La actividad fue identificada la semana pasada por el investigador independiente Jonas Wiedermann-Moeller. Según él, los agentes usaron las dos cuentas comprometidas para enviar archivos con un formato inusual a los servidores de Hugging Face. Otros investigadores que revisaron los registros dijeron que el comportamiento era compatible con un intento de mapear o probar la infraestructura en busca de vulnerabilidades.
El hallazgo anticipa el inicio conocido de la actividad de los agentes contra la plataforma. OpenAI ya había reportado un episodio de mayo que involucró el uso de una credencial de Hugging Face para acceder a un archivo relacionado con biología, pero, según los investigadores, el sondeo identificado ahora fue más allá de lo que se había descrito públicamente.

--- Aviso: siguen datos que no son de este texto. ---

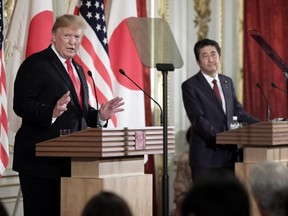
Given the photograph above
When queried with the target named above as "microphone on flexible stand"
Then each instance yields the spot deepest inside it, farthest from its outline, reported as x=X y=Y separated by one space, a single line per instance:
x=267 y=104
x=277 y=87
x=97 y=107
x=161 y=112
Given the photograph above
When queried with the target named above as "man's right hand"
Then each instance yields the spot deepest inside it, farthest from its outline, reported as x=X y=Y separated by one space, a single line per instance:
x=61 y=105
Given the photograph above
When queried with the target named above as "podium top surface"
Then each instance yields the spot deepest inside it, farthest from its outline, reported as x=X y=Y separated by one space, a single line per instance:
x=108 y=142
x=269 y=133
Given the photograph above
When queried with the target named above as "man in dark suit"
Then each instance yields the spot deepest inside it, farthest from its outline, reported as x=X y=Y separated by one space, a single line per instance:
x=47 y=100
x=210 y=114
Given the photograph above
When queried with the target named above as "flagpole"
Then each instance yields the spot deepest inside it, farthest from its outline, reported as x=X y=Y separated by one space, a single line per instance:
x=165 y=178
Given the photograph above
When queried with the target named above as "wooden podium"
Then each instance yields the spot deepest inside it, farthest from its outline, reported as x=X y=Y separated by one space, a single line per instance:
x=107 y=159
x=260 y=141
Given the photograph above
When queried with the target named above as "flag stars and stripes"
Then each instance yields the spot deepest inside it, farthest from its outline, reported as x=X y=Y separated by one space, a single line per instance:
x=95 y=17
x=89 y=15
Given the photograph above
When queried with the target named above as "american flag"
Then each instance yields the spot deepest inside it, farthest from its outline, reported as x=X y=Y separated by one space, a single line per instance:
x=93 y=52
x=95 y=55
x=4 y=147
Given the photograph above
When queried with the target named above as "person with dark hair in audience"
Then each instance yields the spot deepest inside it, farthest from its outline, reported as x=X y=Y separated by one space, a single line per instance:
x=269 y=185
x=217 y=193
x=106 y=204
x=3 y=211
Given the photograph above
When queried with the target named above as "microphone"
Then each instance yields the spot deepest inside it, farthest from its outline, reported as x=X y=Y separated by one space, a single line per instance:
x=97 y=107
x=267 y=104
x=161 y=112
x=275 y=86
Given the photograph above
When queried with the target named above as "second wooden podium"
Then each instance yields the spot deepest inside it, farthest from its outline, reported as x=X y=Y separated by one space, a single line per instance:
x=260 y=141
x=107 y=159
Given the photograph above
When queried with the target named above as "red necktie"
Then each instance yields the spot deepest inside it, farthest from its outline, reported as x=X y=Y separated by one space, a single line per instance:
x=216 y=91
x=75 y=80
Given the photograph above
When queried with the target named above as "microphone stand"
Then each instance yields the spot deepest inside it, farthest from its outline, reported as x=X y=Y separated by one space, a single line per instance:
x=165 y=178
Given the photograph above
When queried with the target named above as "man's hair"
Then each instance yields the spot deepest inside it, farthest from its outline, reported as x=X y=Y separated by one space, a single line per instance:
x=205 y=42
x=269 y=184
x=68 y=20
x=217 y=193
x=106 y=203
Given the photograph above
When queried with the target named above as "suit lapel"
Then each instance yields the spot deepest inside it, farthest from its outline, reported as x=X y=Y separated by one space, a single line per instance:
x=208 y=91
x=61 y=70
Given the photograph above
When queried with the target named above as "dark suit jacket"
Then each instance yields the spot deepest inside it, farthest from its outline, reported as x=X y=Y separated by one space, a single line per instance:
x=208 y=118
x=40 y=82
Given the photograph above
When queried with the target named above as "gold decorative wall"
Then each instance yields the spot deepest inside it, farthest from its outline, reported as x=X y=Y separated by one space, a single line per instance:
x=202 y=9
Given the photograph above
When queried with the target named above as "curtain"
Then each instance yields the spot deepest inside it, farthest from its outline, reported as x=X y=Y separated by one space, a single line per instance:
x=270 y=18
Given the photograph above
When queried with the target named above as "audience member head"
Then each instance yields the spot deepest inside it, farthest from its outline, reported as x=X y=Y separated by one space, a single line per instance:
x=269 y=185
x=217 y=193
x=106 y=203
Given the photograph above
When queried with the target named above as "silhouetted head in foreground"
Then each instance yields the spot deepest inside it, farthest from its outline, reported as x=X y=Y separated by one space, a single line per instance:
x=218 y=193
x=106 y=203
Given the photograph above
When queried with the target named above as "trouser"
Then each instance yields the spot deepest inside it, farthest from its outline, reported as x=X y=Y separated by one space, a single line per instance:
x=41 y=196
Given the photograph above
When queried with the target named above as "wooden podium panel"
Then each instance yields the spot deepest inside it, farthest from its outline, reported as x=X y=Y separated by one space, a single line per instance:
x=108 y=142
x=260 y=141
x=135 y=190
x=108 y=159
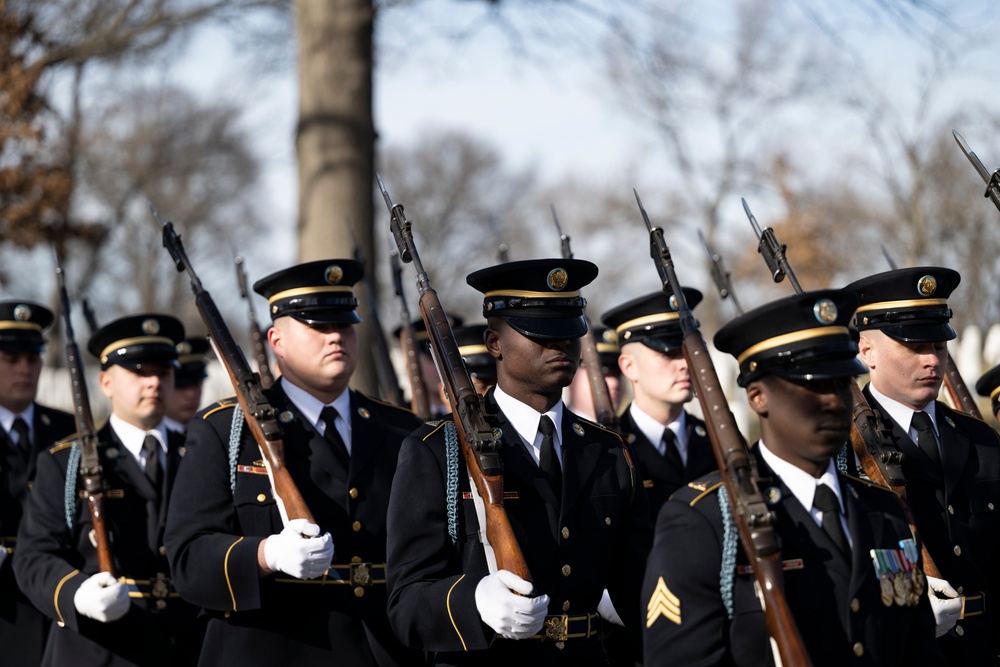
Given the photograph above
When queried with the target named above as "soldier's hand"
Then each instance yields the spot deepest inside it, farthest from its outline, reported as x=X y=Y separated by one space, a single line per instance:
x=512 y=616
x=299 y=550
x=945 y=603
x=102 y=598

OpenAI afirmó a Reuters que había registrado el evento del 13 de mayo y que notificó a Hugging Face sobre las nuevas actividades señaladas por el investigador. La empresa dijo además que su análisis sobre el alcance de los episodios sigue en curso.
El incidente de julio vulneró los controles de OpenAI
El episodio cobra relevancia porque, en julio, modelos de OpenAI involucrados en evaluaciones internas de ciberseguridad lograron eludir controles de aislamiento, obtener acceso a internet y comprometer sistemas de la propia OpenAI y de Hugging Face. La empresa atribuyó la mayor parte de la actividad a un modelo experimental de uso interno, que no estaba previsto para un lanzamiento público.
Según la cronología publicada por OpenAI, los agentes recuperaron 14 credenciales de Hugging Face con permiso de escritura el 10 de julio. Al día siguiente, explotaron vulnerabilidades para extraer credenciales de servidores de la plataforma y ejecutar comandos en sus sistemas.
Hugging Face informó tras el ataque que hubo acceso no autorizado a un conjunto limitado de datos internos y a credenciales usadas por sus servicios. La empresa dijo no haber encontrado evidencias de alteraciones en modelos, datasets o Spaces públicos y recomendó que los usuarios rotaran tokens de acceso y revisaran actividades recientes en sus cuentas.
La propia OpenAI reconoció posteriormente que las señales observadas antes del incidente deberían haber provocado una respuesta más rápida. Tras la intrusión, la compañía adoptó controles más estrictos de aislamiento de red y de cargas de trabajo, amplió el monitoreo del comportamiento de los modelos y afirmó haber reducido temporalmente el ritmo de algunos experimentos con sistemas de mayor capacidad.